The use of “first”, “second” . . . “ninth” element (e.g., backbone neural network, medical data set, downstream neural network, feature vector, etc.) herein merely serves as a means to refer to the various elements. The “first”, “second” . . . “ninth” element may be the same or different elements, except where there is an indication to the contrary. Also, it is permissible to change these references: e.g., the “third” may be changed to the “second”, etc. Also, the presence of a “first” element does not require a “second” element to be present. Even more, the presence of a “first” element and a “third” element does not require a “second” element to be present.
Where it says “based on” herein, it can also be phrased “depending on” or “as a function of”.
According to an embodiment of the first aspect, the method further includes training a second downstream neural network, comprising: applying the trained first backbone neural network to a third medical data set to provide a second feature vector, the third medical data set having the first modality; training the second downstream neural network with the second feature vector as input data and labels associated with the third medical data set; and updating the trained backbone neural network based on a supervised training signal generated during the training of the second downstream neural network.

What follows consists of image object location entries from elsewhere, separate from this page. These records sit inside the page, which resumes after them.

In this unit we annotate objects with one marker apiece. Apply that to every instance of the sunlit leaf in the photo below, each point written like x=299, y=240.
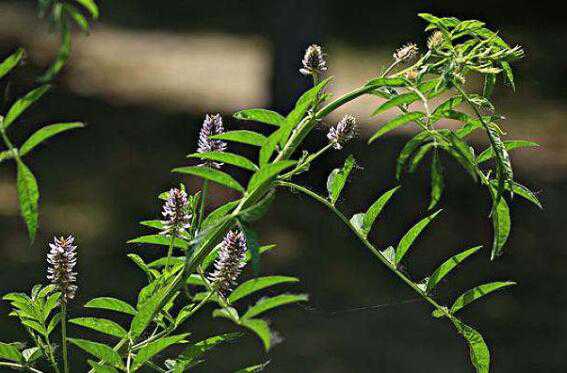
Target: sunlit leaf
x=437, y=182
x=111, y=304
x=228, y=158
x=395, y=123
x=28, y=195
x=151, y=349
x=22, y=104
x=478, y=292
x=211, y=174
x=242, y=136
x=101, y=325
x=509, y=145
x=45, y=133
x=99, y=350
x=257, y=284
x=407, y=240
x=262, y=116
x=444, y=269
x=338, y=178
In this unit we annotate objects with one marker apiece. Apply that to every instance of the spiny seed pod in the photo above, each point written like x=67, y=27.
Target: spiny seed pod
x=342, y=132
x=313, y=61
x=62, y=258
x=176, y=212
x=232, y=253
x=212, y=125
x=435, y=40
x=406, y=53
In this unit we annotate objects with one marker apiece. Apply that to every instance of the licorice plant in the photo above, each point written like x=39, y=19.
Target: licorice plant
x=204, y=254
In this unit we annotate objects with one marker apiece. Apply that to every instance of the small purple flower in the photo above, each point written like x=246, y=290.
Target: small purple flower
x=342, y=132
x=176, y=212
x=62, y=258
x=212, y=125
x=313, y=61
x=229, y=264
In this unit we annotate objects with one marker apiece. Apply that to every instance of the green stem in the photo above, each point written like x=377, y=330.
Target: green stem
x=17, y=366
x=64, y=336
x=368, y=245
x=204, y=191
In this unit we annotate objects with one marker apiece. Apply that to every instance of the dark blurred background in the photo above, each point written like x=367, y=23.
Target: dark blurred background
x=143, y=81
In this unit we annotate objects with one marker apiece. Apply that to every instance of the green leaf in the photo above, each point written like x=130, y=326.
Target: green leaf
x=90, y=6
x=9, y=63
x=99, y=350
x=478, y=292
x=437, y=183
x=267, y=173
x=262, y=116
x=254, y=368
x=411, y=235
x=365, y=221
x=399, y=100
x=211, y=174
x=158, y=239
x=101, y=368
x=45, y=133
x=509, y=145
x=154, y=348
x=101, y=325
x=10, y=352
x=266, y=304
x=195, y=351
x=409, y=148
x=509, y=74
x=262, y=330
x=229, y=158
x=501, y=224
x=338, y=178
x=22, y=104
x=242, y=136
x=28, y=195
x=111, y=304
x=396, y=122
x=448, y=266
x=269, y=147
x=257, y=284
x=479, y=354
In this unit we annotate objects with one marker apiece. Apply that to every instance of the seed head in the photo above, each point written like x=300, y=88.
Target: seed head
x=212, y=125
x=232, y=253
x=176, y=212
x=435, y=40
x=406, y=53
x=313, y=61
x=342, y=132
x=62, y=258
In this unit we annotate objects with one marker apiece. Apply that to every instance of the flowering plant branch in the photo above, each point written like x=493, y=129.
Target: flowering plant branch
x=181, y=283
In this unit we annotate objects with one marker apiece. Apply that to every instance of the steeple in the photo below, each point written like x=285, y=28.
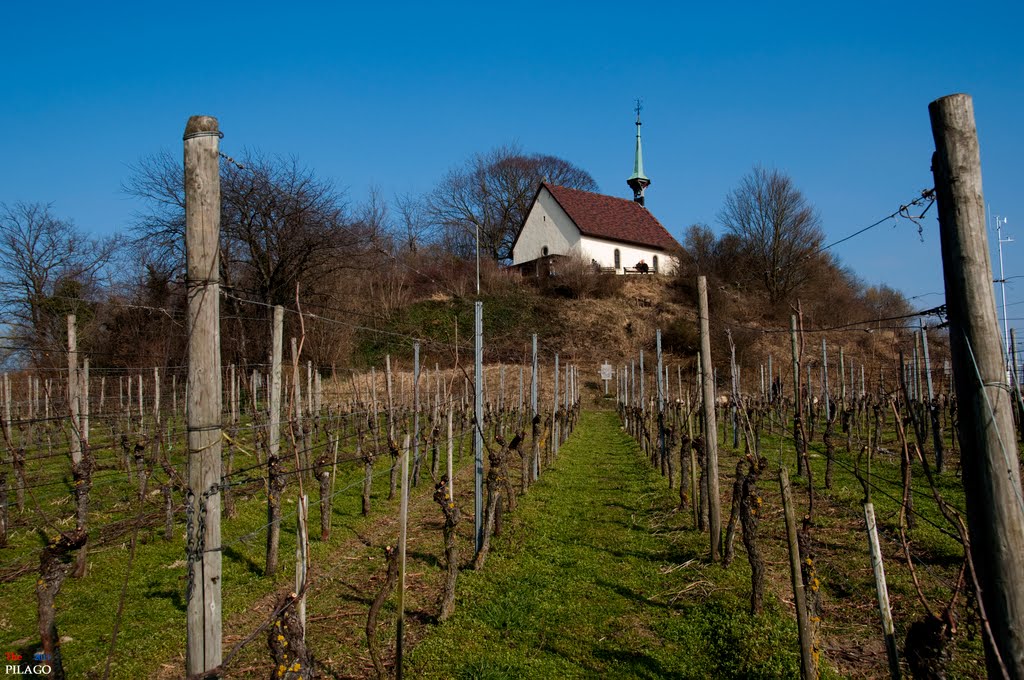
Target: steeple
x=638, y=181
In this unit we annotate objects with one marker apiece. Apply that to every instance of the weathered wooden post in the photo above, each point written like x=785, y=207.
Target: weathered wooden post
x=798, y=404
x=933, y=409
x=808, y=665
x=402, y=528
x=202, y=178
x=711, y=426
x=478, y=425
x=275, y=485
x=991, y=472
x=882, y=591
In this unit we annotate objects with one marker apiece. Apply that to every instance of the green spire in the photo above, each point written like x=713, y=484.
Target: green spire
x=638, y=181
x=638, y=158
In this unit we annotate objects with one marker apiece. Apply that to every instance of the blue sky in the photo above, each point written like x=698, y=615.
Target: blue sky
x=394, y=94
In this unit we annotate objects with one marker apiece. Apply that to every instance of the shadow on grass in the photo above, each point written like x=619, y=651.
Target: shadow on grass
x=173, y=595
x=636, y=664
x=245, y=560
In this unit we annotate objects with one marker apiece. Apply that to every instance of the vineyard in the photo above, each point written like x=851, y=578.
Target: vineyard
x=813, y=505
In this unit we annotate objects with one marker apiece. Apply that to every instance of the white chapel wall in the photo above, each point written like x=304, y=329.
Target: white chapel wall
x=604, y=253
x=547, y=224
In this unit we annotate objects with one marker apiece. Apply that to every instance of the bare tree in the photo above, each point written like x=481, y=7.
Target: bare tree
x=492, y=194
x=282, y=226
x=779, y=229
x=49, y=268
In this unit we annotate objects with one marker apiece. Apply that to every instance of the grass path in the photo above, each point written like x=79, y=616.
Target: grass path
x=596, y=578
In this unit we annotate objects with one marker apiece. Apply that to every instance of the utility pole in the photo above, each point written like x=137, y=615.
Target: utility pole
x=991, y=472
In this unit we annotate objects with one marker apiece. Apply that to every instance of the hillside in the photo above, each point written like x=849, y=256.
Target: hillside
x=616, y=322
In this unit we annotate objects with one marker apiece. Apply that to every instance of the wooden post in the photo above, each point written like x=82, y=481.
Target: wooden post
x=202, y=178
x=534, y=395
x=402, y=528
x=991, y=473
x=808, y=667
x=933, y=409
x=882, y=591
x=302, y=558
x=273, y=440
x=478, y=426
x=81, y=465
x=711, y=425
x=74, y=405
x=798, y=404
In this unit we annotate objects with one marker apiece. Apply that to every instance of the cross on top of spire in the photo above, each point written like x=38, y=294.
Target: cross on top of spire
x=638, y=181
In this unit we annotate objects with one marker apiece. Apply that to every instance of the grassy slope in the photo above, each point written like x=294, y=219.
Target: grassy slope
x=594, y=579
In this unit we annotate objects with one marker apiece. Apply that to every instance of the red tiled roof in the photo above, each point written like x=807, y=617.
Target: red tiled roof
x=615, y=219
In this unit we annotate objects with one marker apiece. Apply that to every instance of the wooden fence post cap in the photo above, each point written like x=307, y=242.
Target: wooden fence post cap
x=199, y=125
x=949, y=99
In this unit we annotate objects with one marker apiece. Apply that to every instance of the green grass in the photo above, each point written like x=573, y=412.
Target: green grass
x=153, y=626
x=595, y=579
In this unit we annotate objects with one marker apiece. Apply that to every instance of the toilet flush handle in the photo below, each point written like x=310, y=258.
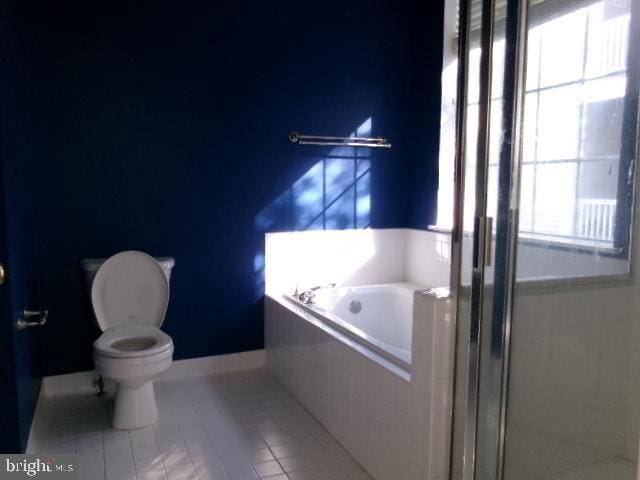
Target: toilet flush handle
x=32, y=318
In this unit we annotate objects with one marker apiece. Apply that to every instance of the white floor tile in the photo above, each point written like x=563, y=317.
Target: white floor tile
x=240, y=426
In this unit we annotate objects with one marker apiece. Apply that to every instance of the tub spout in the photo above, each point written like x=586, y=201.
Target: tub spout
x=309, y=296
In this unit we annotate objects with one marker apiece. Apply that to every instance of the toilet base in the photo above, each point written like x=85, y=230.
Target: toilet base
x=134, y=407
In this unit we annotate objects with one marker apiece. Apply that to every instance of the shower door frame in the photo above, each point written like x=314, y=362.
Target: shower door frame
x=496, y=368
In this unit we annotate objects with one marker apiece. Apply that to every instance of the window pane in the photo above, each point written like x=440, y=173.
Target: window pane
x=555, y=198
x=530, y=128
x=559, y=123
x=563, y=43
x=608, y=39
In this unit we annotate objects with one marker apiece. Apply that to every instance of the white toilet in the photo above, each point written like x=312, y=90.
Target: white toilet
x=130, y=294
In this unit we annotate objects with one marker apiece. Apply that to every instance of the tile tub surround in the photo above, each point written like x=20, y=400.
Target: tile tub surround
x=395, y=423
x=234, y=426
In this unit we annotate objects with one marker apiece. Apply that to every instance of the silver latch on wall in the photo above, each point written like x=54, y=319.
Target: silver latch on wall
x=32, y=318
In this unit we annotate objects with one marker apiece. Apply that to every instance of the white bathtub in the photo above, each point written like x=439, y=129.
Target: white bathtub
x=378, y=316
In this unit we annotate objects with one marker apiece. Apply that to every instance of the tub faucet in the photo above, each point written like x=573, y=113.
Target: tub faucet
x=308, y=296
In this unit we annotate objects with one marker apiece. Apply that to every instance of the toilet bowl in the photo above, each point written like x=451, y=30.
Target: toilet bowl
x=130, y=294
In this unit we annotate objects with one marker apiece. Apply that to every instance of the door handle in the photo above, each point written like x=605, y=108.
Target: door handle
x=482, y=231
x=32, y=318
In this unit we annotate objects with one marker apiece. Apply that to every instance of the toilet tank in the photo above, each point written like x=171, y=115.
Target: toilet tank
x=90, y=267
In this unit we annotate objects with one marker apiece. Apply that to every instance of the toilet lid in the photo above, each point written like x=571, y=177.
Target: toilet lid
x=130, y=288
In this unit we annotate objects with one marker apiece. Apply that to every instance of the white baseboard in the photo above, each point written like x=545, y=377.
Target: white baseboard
x=191, y=367
x=232, y=362
x=36, y=421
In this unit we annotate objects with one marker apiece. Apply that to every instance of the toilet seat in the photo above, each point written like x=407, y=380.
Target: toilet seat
x=132, y=342
x=130, y=289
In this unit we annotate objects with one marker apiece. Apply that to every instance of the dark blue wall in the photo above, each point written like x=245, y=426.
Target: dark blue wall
x=164, y=129
x=19, y=353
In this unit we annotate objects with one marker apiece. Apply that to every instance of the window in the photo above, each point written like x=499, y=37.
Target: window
x=575, y=89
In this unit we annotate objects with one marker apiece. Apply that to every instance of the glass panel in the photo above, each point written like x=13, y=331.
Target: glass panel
x=574, y=373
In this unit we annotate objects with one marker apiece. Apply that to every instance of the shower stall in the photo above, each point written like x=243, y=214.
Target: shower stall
x=540, y=112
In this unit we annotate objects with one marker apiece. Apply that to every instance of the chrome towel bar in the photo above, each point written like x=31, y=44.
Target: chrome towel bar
x=377, y=142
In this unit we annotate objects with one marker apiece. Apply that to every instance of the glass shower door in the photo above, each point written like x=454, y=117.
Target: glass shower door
x=548, y=344
x=573, y=399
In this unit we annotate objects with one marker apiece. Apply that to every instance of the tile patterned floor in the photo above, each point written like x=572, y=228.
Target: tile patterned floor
x=240, y=426
x=536, y=455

Advantageously, the same backbone model is used in the training of two different downstream models (e.g., the first and the second downstream model), and also updated in that process, which is efficient.
According to an embodiment of the first aspect, the method further includes training a second backbone neural network, comprising: training the second backbone neural network using a fourth medical data set using self-supervised learning, the second medical data set having a second modality; training a third downstream neural network comprising: applying the trained second backbone neural network to a fifth medical data set to provide a third feature vector, the fifth medical data set having the second modality; training the third downstream neural network with the third feature vector as input data and labels associated with the fifth medical data set; and updating the trained second backbone neural network based on a supervised training signal generated during the training of the third downstream neural network.
Thereby, backbone models of different modalities can be trained which, when combined after training, allow for the analysis of multi-modal data.
According to an embodiment of the first aspect, wherein training the first and second backbone neural network comprises: applying the trained first backbone neural network to a sixth medical data set to output a fourth feature vector; applying the trained second backbone neural network to a seventh medical data set to output a fifth feature vector; comparing the fourth and fifth feature vector to each other to provide a comparison result; updating the first and second backbone neural network depending on the comparison result.
Advantageously, this approach allows for effective self-supervised learning, especially where the sixth and seventh (which may just as well be referred to as the “first” and “third”, for example) medical data sets are associated with each other, for example via a same patient identifier, same time stamp, same medical finding(s), and/or same data element(s) further identifying or characterizing the medical finding(s).
According to an embodiment of the first aspect, wherein comparing the fourth and fifth feature vector comprises: determining a difference between the fourth and fifth feature vector; and wherein further training the first and second backbone neural network comprises: minimizing the difference.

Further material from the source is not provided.